The demand for increasing memory is pushing new techniques such as High-Bandwidth Memory (HBM), Hybrid Memory Cube (HMC) and TSV-based 2.5D and 3D memory consolidation and integration. “The need for bandwidth and capacity, to lower the power dissipation, the need for bigger and bigger scratchpads for multi-core processer systems is all increasing,” says Patrick Soheili, vice president of product management at eSilicon. “We see this in many system types. When you can have memory on-board you avoid a lot of traffic or can manage the traffic better when you have high-speed gateways.”

Those kinds of tradeoffs are becoming commonplace. “For some time there has been a balance between SRAM and logic on an SoC,” says Shuler. “Using external memories with die stacking has advanced so fast that the race to put all memory on the SoC with eDRAM has just not proven to be practical.”

Shuler also points to another way to relieve some of the pressure. “Most SoCs have moved away from using large discrete blocks of memory on the chip, instead distributing program memory into I/O caches or LLC (Last Level Caches). When connected to a network on chip (NoC) these can be shared among many processing units like the CPU, MCU, GPU, and DSP, allowing memory to be allocated more efficiently. This efficiency saves power with the minimization of unnecessary DMA and multiple accesses.”

Precious memory
One final approach, but not too popular within the industry, is to consume less memory. “There are a lot of people who keep telling me that memory is free and getting cheaper,” points out Bob Zeidman, president of Zeidman Consulting. “In the past, most of the controllers were going into industrial things that people were willing to pay more for. The Internet of Things (IoT) is changing that and I think memory will become an issue.”
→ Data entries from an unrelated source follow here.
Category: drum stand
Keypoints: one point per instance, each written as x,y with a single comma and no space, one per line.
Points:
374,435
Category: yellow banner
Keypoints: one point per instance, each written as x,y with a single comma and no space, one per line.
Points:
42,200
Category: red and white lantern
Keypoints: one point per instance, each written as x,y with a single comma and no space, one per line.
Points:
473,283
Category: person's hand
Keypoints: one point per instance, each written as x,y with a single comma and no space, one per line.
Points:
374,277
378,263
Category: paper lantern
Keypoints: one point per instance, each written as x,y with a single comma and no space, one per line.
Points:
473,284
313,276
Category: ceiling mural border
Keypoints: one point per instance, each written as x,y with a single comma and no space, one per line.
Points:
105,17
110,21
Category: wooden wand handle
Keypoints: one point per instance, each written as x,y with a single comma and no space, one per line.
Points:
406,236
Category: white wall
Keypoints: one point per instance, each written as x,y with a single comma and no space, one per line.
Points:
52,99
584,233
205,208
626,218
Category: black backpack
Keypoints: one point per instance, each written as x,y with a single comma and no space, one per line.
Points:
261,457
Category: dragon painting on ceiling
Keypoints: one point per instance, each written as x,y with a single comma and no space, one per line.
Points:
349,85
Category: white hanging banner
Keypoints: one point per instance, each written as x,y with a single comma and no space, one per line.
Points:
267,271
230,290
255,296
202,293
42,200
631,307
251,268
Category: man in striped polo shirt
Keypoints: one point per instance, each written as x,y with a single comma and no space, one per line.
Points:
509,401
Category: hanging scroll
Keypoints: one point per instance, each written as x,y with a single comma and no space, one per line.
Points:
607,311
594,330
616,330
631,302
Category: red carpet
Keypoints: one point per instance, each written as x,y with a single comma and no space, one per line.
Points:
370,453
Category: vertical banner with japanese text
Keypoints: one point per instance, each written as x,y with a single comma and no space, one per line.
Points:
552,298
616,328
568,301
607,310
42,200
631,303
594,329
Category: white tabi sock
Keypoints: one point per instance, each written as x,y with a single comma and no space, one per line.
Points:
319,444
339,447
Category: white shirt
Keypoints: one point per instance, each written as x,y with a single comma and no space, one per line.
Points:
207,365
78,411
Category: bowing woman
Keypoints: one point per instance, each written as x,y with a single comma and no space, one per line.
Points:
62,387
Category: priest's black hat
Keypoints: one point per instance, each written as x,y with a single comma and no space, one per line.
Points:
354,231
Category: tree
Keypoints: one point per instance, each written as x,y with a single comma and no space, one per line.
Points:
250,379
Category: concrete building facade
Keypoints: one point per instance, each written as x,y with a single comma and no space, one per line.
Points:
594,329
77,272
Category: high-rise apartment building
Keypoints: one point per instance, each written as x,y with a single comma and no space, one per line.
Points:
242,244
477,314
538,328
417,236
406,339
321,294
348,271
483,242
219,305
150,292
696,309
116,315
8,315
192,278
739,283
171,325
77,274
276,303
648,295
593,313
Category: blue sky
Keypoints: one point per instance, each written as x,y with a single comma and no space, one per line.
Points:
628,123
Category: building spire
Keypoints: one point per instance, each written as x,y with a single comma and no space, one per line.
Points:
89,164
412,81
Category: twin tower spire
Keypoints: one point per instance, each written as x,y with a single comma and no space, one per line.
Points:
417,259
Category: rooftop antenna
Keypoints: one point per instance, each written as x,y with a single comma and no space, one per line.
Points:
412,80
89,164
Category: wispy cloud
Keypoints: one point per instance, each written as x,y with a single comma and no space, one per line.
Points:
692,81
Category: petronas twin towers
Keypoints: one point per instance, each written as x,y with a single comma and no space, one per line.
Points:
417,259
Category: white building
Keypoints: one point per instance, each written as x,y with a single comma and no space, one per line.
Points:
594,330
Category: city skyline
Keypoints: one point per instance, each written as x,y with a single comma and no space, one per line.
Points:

Zeidman points out that there are driving forces on both sides of this argument. History has meant that bloat continues. “For embedded systems you also have the RTOS, drivers and libraries of code. Nobody made much of an effort to make it small and kept adding to it. These require a lot of memory. Advanced programming languages, object-oriented languages, languages without type casting, garbage collection – these require a lot of memory. Nobody wants to train a software engineer how to write efficient code.”

But with the IoT, cost and power become much larger concerns. Zeidman believes it should be possible to create tools that can work out what you don’t need and then to achieve a significant reduction in memory footprint. Maybe that will be enough to stop the pressure on total memory area increases.